После войны она собиралась заняться шитьем на дому. В ту пору я уже могла содержать ее, однако безделье было не в ее характере. Получив долгожданную возможность жить, как ей нравится, мама придумывала себе множество занятий. Взялась бесплатно привести в порядок библиотеку какого-то санатория близ Парижа, потом библиотеку католического клуба неподалеку от своего дома. Ей нравилось возиться с книгами, обертывать их, расставлять по полкам, вести картотеку, давать советы читателям. Она старалась использовать свое знание английского языка, принялась за немецкий и итальянский. Она вышивала в пользу безработных женщин, принимала участие в благотворительных базарах, посещала лекции. У нее появилось много новых приятельниц, кроме того, она возобновила знакомство с прежними друзьями и родственниками, которых отпугнул в свое время суровый характер отца. В ее квартирке нередко собирались веселые компании. Наконец-то сбылась и самая заветная ее мечта — она стала путешествовать. Она яростно боролась против прогрессирующей неподвижности суставов ног. Гостила у Элен в Вене, в Милане. Летом осматривала Флоренцию, Рим, музеи Бельгии и Голландии. Но в последнее время мама, обреченная на почти полную неподвижность, отступилась и перестала разъезжать по свету, Однако, когда друзья или родственники приглашали ее за город, либо в провинцию, ничто не могло ее остановить. Ее не смущало, что проводникам приходилось едва ли не на руках втаскивать ее в вагон. Но самым большим удовольствием для нее была машина. Не так давно Катрин, ее внучатая племянница, увезла ее в Мариньяк на своей малолитражке, они проделали за ночь более 450 километров, и мама вышла из машины свежая, как цветок.
Ее жизнелюбие восхищало меня, ее мужество вызывало уважение.
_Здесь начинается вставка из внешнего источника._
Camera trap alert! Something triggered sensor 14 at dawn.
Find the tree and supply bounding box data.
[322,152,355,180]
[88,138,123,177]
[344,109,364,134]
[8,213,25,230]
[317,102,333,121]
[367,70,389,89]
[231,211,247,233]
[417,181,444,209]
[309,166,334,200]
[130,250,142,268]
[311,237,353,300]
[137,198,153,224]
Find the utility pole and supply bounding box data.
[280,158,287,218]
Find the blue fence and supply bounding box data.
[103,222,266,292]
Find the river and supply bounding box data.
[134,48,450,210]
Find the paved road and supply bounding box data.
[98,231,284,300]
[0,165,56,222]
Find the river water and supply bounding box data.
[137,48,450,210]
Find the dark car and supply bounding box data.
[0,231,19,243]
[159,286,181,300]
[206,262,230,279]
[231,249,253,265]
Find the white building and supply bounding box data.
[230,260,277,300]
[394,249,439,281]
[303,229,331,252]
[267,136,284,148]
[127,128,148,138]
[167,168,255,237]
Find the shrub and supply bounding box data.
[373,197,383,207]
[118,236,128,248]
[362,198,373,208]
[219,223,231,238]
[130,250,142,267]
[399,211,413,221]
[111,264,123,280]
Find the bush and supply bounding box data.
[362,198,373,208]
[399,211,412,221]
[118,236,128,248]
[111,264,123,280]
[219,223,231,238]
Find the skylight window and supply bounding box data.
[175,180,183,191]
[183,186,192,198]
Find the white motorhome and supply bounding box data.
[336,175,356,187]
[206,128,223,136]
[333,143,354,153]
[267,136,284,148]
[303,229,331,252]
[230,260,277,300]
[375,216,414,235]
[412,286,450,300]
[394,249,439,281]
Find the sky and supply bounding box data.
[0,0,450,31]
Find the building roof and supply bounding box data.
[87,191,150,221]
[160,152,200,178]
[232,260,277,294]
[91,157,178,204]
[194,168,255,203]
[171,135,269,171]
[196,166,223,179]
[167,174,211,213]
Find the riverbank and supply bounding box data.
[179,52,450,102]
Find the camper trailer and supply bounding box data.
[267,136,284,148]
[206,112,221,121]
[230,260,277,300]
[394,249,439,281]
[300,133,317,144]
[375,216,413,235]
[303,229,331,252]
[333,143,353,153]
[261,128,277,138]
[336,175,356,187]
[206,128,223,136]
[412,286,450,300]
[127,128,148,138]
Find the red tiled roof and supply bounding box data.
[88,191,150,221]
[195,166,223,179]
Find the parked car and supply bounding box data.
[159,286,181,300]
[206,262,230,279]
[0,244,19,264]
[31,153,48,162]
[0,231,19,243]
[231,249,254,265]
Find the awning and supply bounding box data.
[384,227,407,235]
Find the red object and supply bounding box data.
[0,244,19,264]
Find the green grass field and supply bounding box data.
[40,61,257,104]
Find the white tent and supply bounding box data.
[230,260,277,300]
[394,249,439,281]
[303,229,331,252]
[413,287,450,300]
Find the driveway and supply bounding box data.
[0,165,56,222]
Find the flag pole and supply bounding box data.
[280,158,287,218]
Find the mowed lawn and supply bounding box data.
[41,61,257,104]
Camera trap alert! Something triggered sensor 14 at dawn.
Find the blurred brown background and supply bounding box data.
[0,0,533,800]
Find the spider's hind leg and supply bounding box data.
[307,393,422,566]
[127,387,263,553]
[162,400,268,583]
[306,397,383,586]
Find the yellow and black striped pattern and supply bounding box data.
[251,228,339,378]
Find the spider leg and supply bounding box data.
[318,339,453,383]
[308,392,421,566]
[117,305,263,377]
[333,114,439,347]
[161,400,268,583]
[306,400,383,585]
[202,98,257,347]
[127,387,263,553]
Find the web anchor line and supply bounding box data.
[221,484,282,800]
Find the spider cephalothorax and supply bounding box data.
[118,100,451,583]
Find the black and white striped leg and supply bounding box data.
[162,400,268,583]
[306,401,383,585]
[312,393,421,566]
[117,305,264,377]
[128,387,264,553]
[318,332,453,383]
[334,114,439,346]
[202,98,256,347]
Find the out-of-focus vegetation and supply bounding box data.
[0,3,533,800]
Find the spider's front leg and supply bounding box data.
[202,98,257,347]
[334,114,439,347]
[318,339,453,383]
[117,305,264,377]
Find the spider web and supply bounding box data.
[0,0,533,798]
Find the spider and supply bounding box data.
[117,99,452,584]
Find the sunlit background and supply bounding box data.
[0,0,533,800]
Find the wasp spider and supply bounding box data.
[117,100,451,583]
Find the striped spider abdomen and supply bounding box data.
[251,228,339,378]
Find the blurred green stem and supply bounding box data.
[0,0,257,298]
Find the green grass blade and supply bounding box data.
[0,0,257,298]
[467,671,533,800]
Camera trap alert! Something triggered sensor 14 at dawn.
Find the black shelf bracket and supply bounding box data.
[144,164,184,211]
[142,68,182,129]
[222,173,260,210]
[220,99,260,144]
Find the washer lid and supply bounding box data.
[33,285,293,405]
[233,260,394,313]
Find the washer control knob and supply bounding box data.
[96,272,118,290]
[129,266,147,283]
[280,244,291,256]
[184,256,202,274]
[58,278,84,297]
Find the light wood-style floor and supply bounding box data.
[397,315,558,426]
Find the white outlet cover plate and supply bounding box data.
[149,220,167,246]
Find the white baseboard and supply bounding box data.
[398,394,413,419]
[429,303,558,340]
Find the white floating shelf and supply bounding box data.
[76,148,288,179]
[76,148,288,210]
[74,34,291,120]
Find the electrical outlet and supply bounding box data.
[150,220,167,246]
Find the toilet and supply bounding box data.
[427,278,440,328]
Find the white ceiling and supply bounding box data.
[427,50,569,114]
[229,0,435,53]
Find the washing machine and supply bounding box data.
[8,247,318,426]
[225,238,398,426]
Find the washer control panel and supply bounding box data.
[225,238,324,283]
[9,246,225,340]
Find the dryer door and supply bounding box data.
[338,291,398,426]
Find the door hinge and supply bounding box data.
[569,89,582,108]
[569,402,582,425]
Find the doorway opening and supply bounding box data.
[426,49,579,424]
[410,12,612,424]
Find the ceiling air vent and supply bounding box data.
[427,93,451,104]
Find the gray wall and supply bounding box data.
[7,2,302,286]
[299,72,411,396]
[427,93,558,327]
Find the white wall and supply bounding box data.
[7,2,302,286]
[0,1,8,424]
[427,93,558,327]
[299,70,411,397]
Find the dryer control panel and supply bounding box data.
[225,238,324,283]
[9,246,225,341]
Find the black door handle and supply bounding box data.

Но почему, едва только к ней вернулась речь, слова ее стали коробить меня? Вспоминая ночь, проведенную в больнице Бусико, она сказала: «Ты же знаешь это простонародье: вечные стоны и нытье… А сестры в больницах работают только ради денег. Так что, сама понимаешь…». Суждения эти были поверхностными, обывательскими, но за ними стояли какие-то понятия, которые не могли не вызвать чувства неловкости. Меня огорчал контраст между мудростью ее страдающего тела и вздором, которым была напичкана ее голова.
Специалистка по лечебной гимнастике подошла к кровати, откинула простыню и приподняла левую ногу матери. Ночная рубашка задралась, и мать равнодушно обнажила под посторонним взглядом свой дряблый живот, покрытый мелкими морщинами, и безволосый лобок. «Я совсем перестала стесняться», — призналась она с удивлением. «И правильно делаешь», — ответила я, но все же отвернулась и стала разглядывать сад за окном. Нагота матери потрясла меня. Ничье тело не значило для меня так мало и в то же время так много. Ребенком я льнула к нему, когда я стала подростком, оно тревожило и отталкивало меня; это происходит со всеми, и я считала естественным, что тело матери так и осталось для меня отталкивающим и священным одновременно — неким табу. Тем не менее меня поразила острота неприятного ощущения, которое я испытала теперь. А бездумная покорность матери только увеличила это ощущение. Она словно отбросила запреты, подавляющие ее всю жизнь, и этого я не могла не одобрить. Но тело ее уже стало жалкой оболочкой, которую щупали и теребили бесцеремонные руки врачей и в которой жизнь теплилась, лишь повинуясь какой-то бессмысленной инерции. Для меня мать существовала всегда, я никогда всерьез не думала о том, что когда-нибудь она уйдет из жизни. Ее смерть, как и ее рождение, помещались где-то за пределами реального времени. Иногда я говорила себе: она достигла возраста, когда люди обычно умирают, но слова эти, как и многие другие, не имели для меня подлинного смысла. И только теперь, глядя на нее, я стала различать неотвратимые признаки близкой смерти.
На следующее утро я отправилась в магазин: медицинские сестры посоветовали купить короткие ночные рубашки так как складки материи, собирающиеся под ягодицами, могут вызвать пролежни.